Rare Earth Elements in the Stars: Detecting Dy, Er, Lu, and Th in Cepheids
In this ninth installment of the Cepheid Metallicity in the Leavitt Law (C-MetaLL) survey, Trentin and collaborators present a major step forward in understanding the chemical composition of Classical Cepheid stars. Cepheids are variable stars that pulsate in brightness at regular intervals, and because their brightness relates directly to their pulsation period, they serve as “standard candles” for measuring cosmic distances. The study focuses on extending our knowledge of Cepheid chemical abundances and, for the first time, reports the detection of several rare elements, Dysprosium (Dy), Erbium (Er), Lutetium (Lu), and Thorium (Th), in these stars.
Expanding the Cepheid Census
Cepheids play a central role in building the cosmic distance ladder, which astronomers use to measure the scale of the Universe. However, one source of uncertainty in this ladder is the effect of a star’s metallicity (its chemical composition) on how bright it appears. The C-MetaLL survey was created to collect high-quality spectra of hundreds of Galactic Cepheids to understand this effect. In this paper, Trentin and colleagues analyze 136 high-resolution spectra of 60 stars, observed with three world-class instruments: UVES at the Very Large Telescope in Chile, HARPS-N at the Telescopio Nazionale Galileo in Spain, and PEPSI at the Large Binocular Telescope in Arizona. Many of these stars have long pulsation periods, up to 70 days, filling an important gap in existing data.
How the Team Measured the Stars
Each spectrum was carefully processed and analyzed to determine the stars’ temperatures, surface gravities, and chemical abundances. The team used well-established methods to measure how light is absorbed by specific elements in the stars’ atmospheres. To avoid confusion from overlapping signals, they performed spectral synthesis, creating computer models of how the spectra should look for different chemical compositions and matching these to the observed data. This approach allowed the researchers to estimate abundances for up to 33 elements per star, with an average uncertainty of only about 0.1 dex.

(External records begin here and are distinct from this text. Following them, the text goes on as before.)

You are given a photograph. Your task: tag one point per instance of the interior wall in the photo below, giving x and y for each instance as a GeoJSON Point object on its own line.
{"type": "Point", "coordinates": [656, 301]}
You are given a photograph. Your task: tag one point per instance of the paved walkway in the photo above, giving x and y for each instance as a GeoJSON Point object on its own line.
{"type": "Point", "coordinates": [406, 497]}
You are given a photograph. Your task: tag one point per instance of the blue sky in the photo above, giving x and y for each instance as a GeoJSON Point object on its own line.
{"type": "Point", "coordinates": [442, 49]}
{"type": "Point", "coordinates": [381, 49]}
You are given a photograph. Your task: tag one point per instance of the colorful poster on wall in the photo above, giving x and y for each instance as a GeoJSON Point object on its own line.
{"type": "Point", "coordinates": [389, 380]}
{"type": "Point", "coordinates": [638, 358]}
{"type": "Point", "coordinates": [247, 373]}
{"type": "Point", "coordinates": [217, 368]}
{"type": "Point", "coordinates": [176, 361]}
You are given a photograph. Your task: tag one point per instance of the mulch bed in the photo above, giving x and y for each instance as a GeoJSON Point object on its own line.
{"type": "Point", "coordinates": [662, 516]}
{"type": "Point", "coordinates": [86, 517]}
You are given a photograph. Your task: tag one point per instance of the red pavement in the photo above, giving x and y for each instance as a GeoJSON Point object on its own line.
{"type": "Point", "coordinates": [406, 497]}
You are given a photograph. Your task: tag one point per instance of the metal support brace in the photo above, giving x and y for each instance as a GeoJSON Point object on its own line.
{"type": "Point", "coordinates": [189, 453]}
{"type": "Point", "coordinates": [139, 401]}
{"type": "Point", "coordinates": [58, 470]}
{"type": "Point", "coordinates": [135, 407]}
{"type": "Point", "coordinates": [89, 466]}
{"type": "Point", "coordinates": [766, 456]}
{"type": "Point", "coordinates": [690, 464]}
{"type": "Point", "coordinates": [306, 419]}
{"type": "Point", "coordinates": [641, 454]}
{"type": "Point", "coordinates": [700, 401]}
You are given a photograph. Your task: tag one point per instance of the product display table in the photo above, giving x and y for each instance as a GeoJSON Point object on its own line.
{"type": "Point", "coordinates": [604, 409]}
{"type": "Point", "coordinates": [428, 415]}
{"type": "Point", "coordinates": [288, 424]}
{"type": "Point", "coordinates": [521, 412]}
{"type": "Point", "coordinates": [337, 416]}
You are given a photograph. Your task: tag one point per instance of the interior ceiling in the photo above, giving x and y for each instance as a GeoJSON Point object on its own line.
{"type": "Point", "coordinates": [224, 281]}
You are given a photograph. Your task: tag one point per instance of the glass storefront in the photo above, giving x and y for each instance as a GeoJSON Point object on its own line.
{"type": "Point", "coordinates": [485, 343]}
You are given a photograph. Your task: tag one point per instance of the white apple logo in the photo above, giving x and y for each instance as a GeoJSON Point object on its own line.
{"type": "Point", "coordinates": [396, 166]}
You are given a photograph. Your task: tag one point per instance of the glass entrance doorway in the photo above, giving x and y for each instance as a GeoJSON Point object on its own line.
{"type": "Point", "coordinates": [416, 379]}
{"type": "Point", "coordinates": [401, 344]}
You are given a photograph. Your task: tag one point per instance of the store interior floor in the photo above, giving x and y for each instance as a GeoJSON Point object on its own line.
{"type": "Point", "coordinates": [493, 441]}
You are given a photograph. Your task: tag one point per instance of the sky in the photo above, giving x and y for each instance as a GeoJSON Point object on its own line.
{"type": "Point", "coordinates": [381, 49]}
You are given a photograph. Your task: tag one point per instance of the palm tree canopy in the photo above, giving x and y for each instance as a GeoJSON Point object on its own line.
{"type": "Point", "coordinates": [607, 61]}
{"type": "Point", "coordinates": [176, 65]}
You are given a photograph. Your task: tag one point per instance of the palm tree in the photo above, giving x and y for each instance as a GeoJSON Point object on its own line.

Discovery of Rare Elements
A highlight of the study is the detection of four rare, heavy elements: Dy, Er, Lu, and Th. These are produced by the r-process, a chain of nuclear reactions that occurs during extreme astrophysical events like neutron star mergers and certain supernovae. Dysprosium, Erbium, and Lutetium are “rare earth” elements, while Thorium is a radioactive element often used in cosmic age estimates. Trentin’s team identified the spectral lines of these elements, in some cases faint or blended with nearby lines, and determined their relative abundances compared to iron. Although some measurements, particularly for Dy and Th, are less certain due to blending effects, the detections provide valuable new evidence of r-process material in young stars of our Galaxy.
Mapping the Milky Way in Metal
Beyond detecting new elements, the researchers examined how metallicity changes across the Milky Way. They confirmed a negative metallicity gradient, stars farther from the Galactic center tend to contain fewer heavy elements. The slope they found (−0.064 dex per kiloparsec) agrees well with earlier studies using both Cepheids and open star clusters. For lighter and intermediate-mass elements, abundances decline steadily with distance; however, for heavier, neutron-capture elements, the gradient flattens, suggesting different formation histories. Using models of the Milky Way’s spiral arms, the team also showed that their most distant Cepheids trace outer structures such as the Perseus and Norma-Outer arms, depending on the model adopted.
What It All Means
This work demonstrates how Cepheids, once valued mainly as distance markers, can also serve as tracers of the Galaxy’s chemical evolution. By identifying rare elements typically seen only in very old or peculiar stars, Trentin and colleagues reveal that even young, massive stars like Cepheids carry the fingerprints of past cosmic events that seeded the Milky Way with heavy elements. The study’s findings strengthen the link between stellar chemistry and Galactic structure and provide key data for refining models of how the Milky Way formed and evolved over time.